Relative dose intensity was defined as the actual weekly doses of vinorelbine, paclitaxel and 5-FU at the end of treatment divided by the planned weekly dose. Supportive care could include blood transfusion and administration of analgesics, antiemetics and growth factors as appropriate. The prophylactic use of G-CSF to maintain dose intensity was not permitted.
Assessment of response and toxicity
Pretreatment evaluation included medical history and physical examination, complete blood cell count, serum chemistries, liver function tests, ECG, echocardiography, tumour marker evaluation (CA 15-3) and staging studies appropriate to define the extent of metastatic disease, including chest X-ray, abdominal ultrasonography, thoracic and/or abdominal computed tomography scanning and bone scanning. Clinical monitoring was performed once weekly; complete blood cell counts, serum electrolytes and liver function tests were performed every 2 weeks. Toxicity was evaluated according to the WHO criteria (Miller et al, 1981).
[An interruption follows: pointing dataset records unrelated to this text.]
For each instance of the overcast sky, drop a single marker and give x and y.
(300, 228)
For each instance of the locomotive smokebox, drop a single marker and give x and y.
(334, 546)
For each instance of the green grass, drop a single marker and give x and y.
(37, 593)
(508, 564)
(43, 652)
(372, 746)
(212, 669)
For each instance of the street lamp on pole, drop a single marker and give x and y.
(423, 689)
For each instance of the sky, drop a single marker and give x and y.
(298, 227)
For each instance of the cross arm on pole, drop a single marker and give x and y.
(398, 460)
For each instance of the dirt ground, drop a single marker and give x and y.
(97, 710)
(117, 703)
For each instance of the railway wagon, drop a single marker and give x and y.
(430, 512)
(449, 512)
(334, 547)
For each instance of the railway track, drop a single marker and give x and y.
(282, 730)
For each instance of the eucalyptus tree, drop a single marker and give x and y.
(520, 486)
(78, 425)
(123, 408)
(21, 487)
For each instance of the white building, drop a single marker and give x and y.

Antitumour activity was evaluated every 3 months on all measurable lesions, and all patients were scheduled for at least a 2-month treatment in order to be eligible for assessment of tumour response. The response obtained needed confirmation after at least 1 month. In patients with tumour response or stable disease, the treatment was planned to be continued for up to 6 months; thereafter, maintenance or no endocrine therapy (in patients with ER+ tumours) was based on the clinician's choice. After the completion of chemotherapy, the patients were monitored every 3 months.
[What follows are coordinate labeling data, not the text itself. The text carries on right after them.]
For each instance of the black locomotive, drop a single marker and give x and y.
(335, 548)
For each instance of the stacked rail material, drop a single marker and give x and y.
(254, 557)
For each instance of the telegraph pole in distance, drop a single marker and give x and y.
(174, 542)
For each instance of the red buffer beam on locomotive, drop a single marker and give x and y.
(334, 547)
Tumour response was classified according to either the WHO criteria (Miller et al, 1981) or the RECIST criteria (Therasse et al, 2000), as detailed elsewhere. All deaths and treatment discontinuations (for toxicity or patient refusal) were considered as treatment failures. Time to progression was calculated from the beginning of cytotoxic chemotherapy until the date of objective evidence of progressive disease. Survival was dated from the first day of treatment until death or was censored on the date of the last follow-up appointment.
Statistical analysis
The primary study end point was the assessment of the response rate (intent-to-treat analysis). According to the optimal two-stage phase II study design of Simon (1989), the sample size was assessed in order to refuse response rates ⩽40.0% (p0) and to provide a statistical power of 80.0% in assessing the activity of the regimen as a 60.0% response rate.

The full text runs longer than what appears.